Since then-recent European wars has been generally limited, quick and relatively unbloody affairs (such as the Franco-Prussia war of 1870/1), it was assumed that any war would be short and sweet and more than compensated for by the gains in territory, colonies and resources. But it is a truism that generals and admirals are always preparing for the previous war, and consequently technological advancement overwhelmed the “best laid plans” of the military high commands of the various belligerent nations.
Prepared to wage war on horseback and foot, the generals soon found themselves in a mechanized war with airplanes, first used for reconnaissance then for bombing and strafing, and mobile “artillery” in the form of tanks. The war witnessed the first widespread use of automatic weapons–machine guns–as well as barbed wire, poisonous gas attacks, land-mines, flame-throwers and massed long-range artillery, and on the seas, torpedo-armed submarines. The resultant wholly unexpected carnage was unimaginable.
Almost immediately on the Western front, a more or less stagnant line of opposing trenches developed. Repeated massive artillery barrages followed by infantry attacks, counter-attacks and counter-counter-attacks left unfathomable thousands and tens of thousands dead in single engagements, with some months’ long campaigns consuming hundreds of thousands of lives to gain just a small advance in the lines. For more than four barbaric and brutal years, the armies slugged it out, with the men in the frontlines serving as fodder for cannon and bomb and bullet. All told and on all fronts, the insatiable maw of death devoured 20 million combatants and civilians.
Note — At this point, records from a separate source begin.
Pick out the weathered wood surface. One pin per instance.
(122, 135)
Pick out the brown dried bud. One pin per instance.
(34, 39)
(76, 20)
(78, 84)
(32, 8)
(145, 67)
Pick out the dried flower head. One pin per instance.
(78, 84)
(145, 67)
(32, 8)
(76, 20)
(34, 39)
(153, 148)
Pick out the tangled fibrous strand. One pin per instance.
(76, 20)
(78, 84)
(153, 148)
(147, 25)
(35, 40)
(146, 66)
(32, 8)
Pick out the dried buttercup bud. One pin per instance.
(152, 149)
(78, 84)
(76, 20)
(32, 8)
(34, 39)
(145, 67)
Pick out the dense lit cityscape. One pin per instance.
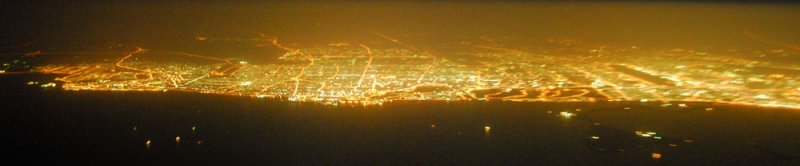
(359, 74)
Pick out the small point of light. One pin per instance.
(567, 114)
(655, 155)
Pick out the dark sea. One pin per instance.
(53, 126)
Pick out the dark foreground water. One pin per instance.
(46, 126)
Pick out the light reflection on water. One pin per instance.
(118, 124)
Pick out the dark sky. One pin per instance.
(659, 24)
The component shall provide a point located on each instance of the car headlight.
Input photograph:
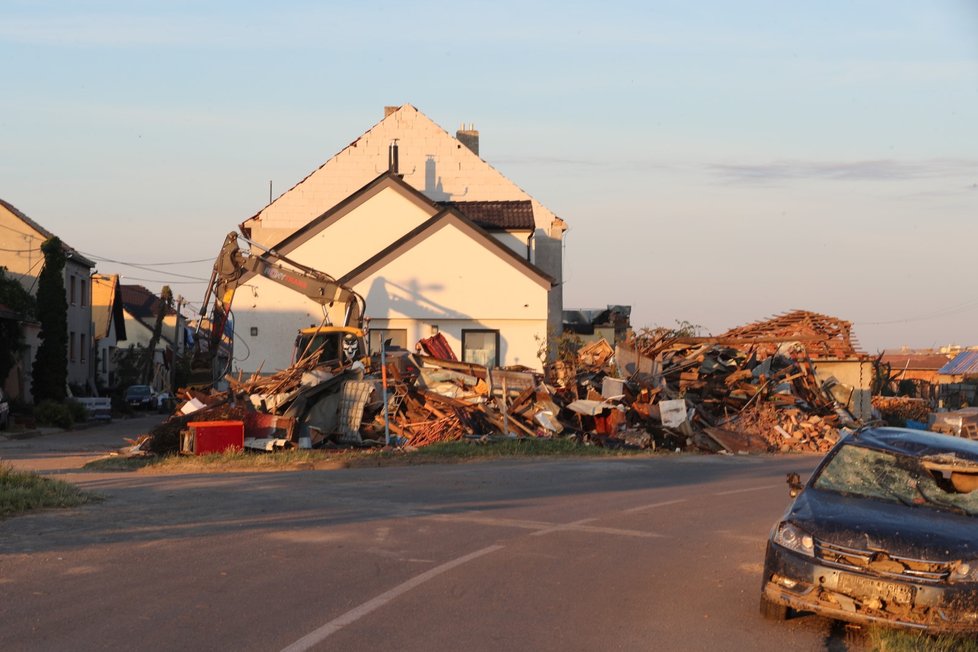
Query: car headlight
(964, 571)
(794, 538)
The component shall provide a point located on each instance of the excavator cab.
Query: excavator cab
(332, 344)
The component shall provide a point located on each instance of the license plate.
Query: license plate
(864, 587)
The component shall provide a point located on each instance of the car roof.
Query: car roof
(916, 443)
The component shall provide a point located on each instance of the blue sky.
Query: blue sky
(717, 162)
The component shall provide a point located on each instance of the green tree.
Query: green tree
(15, 298)
(50, 374)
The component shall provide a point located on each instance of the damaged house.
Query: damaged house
(140, 309)
(22, 257)
(827, 341)
(435, 239)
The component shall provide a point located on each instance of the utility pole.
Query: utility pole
(177, 338)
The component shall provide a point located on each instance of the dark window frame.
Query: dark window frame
(383, 336)
(473, 331)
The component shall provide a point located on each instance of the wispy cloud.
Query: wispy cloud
(871, 170)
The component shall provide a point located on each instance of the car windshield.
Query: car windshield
(870, 473)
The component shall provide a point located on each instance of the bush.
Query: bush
(52, 413)
(78, 411)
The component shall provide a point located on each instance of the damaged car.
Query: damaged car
(885, 531)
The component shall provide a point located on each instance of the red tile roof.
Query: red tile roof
(823, 336)
(494, 215)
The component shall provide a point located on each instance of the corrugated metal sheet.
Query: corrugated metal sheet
(963, 364)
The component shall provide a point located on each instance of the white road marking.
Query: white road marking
(319, 635)
(566, 526)
(743, 491)
(642, 508)
(489, 520)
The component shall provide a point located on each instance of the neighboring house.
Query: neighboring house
(17, 384)
(21, 255)
(922, 368)
(611, 324)
(110, 325)
(431, 235)
(140, 308)
(958, 386)
(828, 342)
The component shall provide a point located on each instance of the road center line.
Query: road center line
(743, 491)
(642, 508)
(319, 635)
(565, 526)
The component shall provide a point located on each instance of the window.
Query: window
(481, 347)
(397, 336)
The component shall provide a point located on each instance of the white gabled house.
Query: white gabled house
(20, 252)
(435, 239)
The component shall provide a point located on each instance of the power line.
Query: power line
(164, 281)
(940, 312)
(122, 262)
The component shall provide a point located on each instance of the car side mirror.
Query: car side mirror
(794, 484)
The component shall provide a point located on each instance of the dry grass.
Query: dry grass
(22, 491)
(880, 639)
(442, 453)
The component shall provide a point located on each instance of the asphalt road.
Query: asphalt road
(570, 554)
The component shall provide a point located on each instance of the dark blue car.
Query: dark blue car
(885, 531)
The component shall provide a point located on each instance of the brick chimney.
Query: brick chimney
(469, 137)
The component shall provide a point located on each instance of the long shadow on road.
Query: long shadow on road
(141, 508)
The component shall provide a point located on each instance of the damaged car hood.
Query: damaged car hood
(918, 531)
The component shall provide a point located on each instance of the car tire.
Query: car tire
(773, 610)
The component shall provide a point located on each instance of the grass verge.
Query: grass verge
(22, 491)
(880, 639)
(444, 453)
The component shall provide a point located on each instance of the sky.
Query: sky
(717, 163)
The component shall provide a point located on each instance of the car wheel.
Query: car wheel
(773, 610)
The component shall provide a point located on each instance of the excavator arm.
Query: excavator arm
(233, 266)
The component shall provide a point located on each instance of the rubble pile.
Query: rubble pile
(652, 392)
(696, 392)
(898, 409)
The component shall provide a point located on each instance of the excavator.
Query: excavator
(331, 343)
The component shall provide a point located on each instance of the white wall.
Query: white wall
(364, 231)
(431, 160)
(447, 278)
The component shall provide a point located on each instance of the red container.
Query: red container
(215, 437)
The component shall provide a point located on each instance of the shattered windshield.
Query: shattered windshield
(869, 473)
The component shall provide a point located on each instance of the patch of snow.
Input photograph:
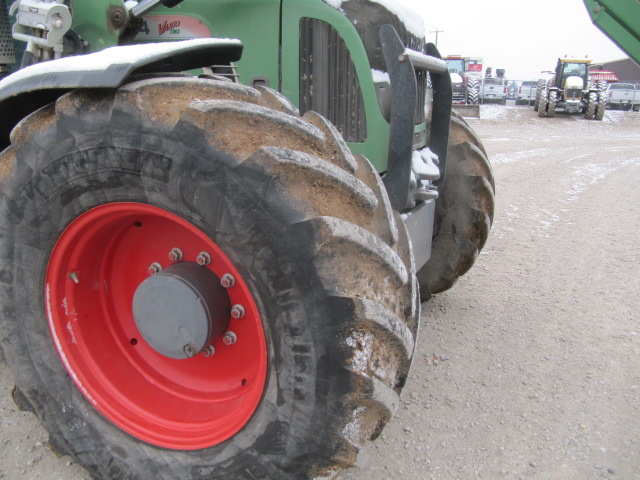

Though such an immense price in blood and wealth was paid for the folly of going to war in the 1910s, yet the nations of Europe repeated the folly just two decades later in a much larger, more costly and utterly wasteful conflict that took six years to spend it fury at the cost of some 54 million lives.
How could such vast self-inflicted slaughter and desolation occur in that section of the globe that had achieved the greatest advances in human knowledge, technology, and material well-being? And then be repeated and bested by a longer and much more horrendous war just a generation later? No doubt its causes must be sought for in the corrupt nature of man, individually and collectively, and the onset and continuation of the war is stark testimony to the evil of men and the folly of nations. And behind it all was a general culture-wide disregard for God (a remarkable exception was the spontaneous Christmas truce in 1914, with the singing of Christmas carols, fraternization between German and British soldiers, even exchanging of gifts. But that is a whole study in and of itself).
I have read Martin Gilbert’s excellent The First World War (1994; 615 pp.), which was reviewed in As I See It 1:12 and which I very highly recommend as likely the best history of the war in a single volume. Had I not already read it through, I would be taking it up during the centennial of the Great War. I have also read biographies of numerous individuals that participated in that war (usually constituting a prologue to later achievements)–Churchill, MacArthur, Truman, Eisenhower, Patton, Alvin York, and even George Truett and Gipsy Smith (who ministered to troops) and several others, and tried to wade through Barbara Tuchman’s The Guns of August about the events that led to the war (I find myself simply unable to read her writings). Even so, I plan to revisit those events with further timely reading this year. My chosen guide will be Winston Churchill’s The World Crisis in a one-volume abridgement (866 pp., reprinted by Scribner’s, 1992) of the original 4-volume set penned by Churchill in the decade after the war. And should my interest be further stimulated by Churchill, I have several shorter topical studies of the war close at hand.